Ever had one of those days where you just can’t seem to cope in public?
I’m not talking about agoraphobia or anxiety disorder, just those days when you can’t seem to do anything right in the public realm.
The day didn’t start abnormal, in fact it started just peachy. I rented a car today because I had to drive to Galloway for an interview, and I handled myself quite well at the Enterprise office, despite the time of 7:30 a.m.
Things started falling apart during a 10:30 meeting. This is where my chi was unbalanced, and I will leave it at that.
I took my rental car out to lunch to a local Mexican joint called Chido Burrito. I am still not familiar with the roads here (in fact, I’m still not familiar with the roads in Cedar Falls, Iowa), so when I came up to my turn, instead of pulling directly into the turning lane, I slowed the car down, peering for a street sign.
Meanwhile, the car behind veered into the turning lane at a high speed (dangerous speed?). The vehicle was still well behind me, and I clearly had the right of way to the turning lane. Seeing that this was indeed my street I turned on the blinker and drifted into the turning lane (which had yet to become an actual lane, but was a wedge of pavement).
Anyway, the car behind me careened into the lane, honking at me to get out of the way. I pulled back into my original lane, missing my turn.
Now, granted, this is a fairly uncharted area in driver’s education on right of way. It could be argued that we both had the right of way, though it is my belief I would win in a court of law.
However, if I wasn’t driving like such a wussie this never would have been an issue in the first place.
Needless to say, I was embarrassed.
It wouldn’t be long before I was again a red-faced ninny. At Chido Burrito I reached the entrance at the same time as another man. Being an Iowan, I held the door open for him. He was with another guy, and didn’t notice me holding the door.
Then he saw me, was surprised, and said, “Thank you.” It was at this point I realized that I was holding the door for two guys, who would in turn be ahead of me in line. So instead of letting them in, I walked in front of them, negating the initial act of chivalry.
It was clearly a dick move on my part.
In hindsight, these are two pretty miniscule incidents, and not worth getting bent out of shape. I’m just not used to feeling uncool or awkward.
I did my interview later in the day. The ARC of Atlantic County, which serves the mentally disabled, built a new house and four ladies with special needs moved in. This were grown ladies, 3 of the 4 were well in their 30s, who had never lived on their own. They were being taught to buy groceries, cook simple meals and wash dishes, among other tasks we consider menial.

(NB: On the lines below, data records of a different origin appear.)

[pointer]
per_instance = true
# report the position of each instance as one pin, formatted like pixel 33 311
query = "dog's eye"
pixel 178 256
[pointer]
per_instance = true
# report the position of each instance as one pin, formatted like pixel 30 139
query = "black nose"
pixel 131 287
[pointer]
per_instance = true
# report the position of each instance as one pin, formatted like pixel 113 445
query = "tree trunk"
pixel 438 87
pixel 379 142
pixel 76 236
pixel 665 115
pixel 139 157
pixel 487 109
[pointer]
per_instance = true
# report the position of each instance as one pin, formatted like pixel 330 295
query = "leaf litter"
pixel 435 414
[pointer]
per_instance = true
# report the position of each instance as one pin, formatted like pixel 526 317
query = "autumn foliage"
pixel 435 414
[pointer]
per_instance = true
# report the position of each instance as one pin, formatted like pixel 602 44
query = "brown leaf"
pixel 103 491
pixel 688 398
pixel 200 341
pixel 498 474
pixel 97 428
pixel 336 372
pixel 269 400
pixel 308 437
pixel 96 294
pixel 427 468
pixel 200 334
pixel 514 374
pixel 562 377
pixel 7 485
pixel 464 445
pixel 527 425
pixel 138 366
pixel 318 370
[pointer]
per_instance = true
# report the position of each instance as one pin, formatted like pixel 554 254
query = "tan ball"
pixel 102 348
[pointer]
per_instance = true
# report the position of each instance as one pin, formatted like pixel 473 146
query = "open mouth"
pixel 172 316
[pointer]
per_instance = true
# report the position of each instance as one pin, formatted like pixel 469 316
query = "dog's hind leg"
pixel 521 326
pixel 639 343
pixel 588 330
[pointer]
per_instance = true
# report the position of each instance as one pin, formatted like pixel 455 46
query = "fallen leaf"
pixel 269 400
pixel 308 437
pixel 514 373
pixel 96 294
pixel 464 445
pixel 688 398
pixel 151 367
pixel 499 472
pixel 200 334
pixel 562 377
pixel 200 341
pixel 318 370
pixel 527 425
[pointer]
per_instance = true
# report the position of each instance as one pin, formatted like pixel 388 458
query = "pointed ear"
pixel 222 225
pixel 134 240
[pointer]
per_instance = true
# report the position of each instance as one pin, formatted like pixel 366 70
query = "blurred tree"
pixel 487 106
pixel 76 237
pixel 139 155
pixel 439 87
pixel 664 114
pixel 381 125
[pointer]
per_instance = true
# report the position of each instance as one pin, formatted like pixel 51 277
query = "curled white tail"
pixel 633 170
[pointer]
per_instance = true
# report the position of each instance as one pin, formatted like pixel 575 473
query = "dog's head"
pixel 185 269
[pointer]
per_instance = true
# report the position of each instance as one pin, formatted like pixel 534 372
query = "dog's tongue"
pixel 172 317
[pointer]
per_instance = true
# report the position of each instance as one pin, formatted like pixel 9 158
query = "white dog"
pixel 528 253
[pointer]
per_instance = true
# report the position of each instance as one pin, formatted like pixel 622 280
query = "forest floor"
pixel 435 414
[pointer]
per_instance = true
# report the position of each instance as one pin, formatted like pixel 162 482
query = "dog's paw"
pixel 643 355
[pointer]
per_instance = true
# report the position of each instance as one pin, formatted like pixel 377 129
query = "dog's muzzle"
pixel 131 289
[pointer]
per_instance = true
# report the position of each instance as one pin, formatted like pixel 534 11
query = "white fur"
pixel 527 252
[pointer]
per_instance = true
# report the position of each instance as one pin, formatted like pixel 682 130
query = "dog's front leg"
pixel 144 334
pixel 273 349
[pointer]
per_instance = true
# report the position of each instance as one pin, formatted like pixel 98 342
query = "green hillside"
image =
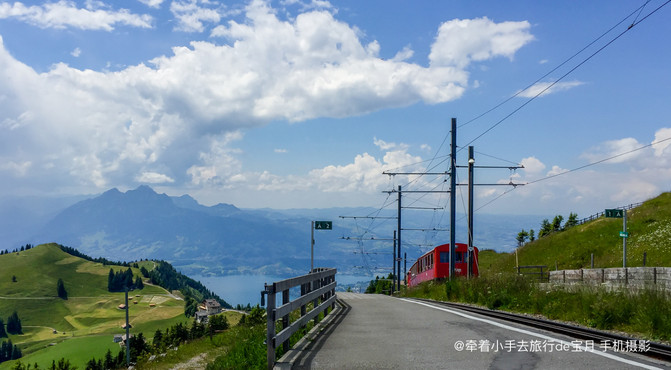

They never had to be concerned with being cool in their whole lives. One of the lady’s personal goals was to be able to write a letter.
I was able to drive home without having to invoke the insurance agreement on the rental car, and I was able to write this blog.
One rough day, that can quickly turn for the better.
P.S. I cleaned up the Motorhead blog, cutting out most of the rambling, inconsequential sentences, and turned it in for the Press’ consideration. They didn’t print it, but they are going to let me write concert reviews from now on. I will get free tickets to the concert of my choice, plus paid $50. Hard work, persistence, and knowing to strike when the iron is hot. Making it look easy.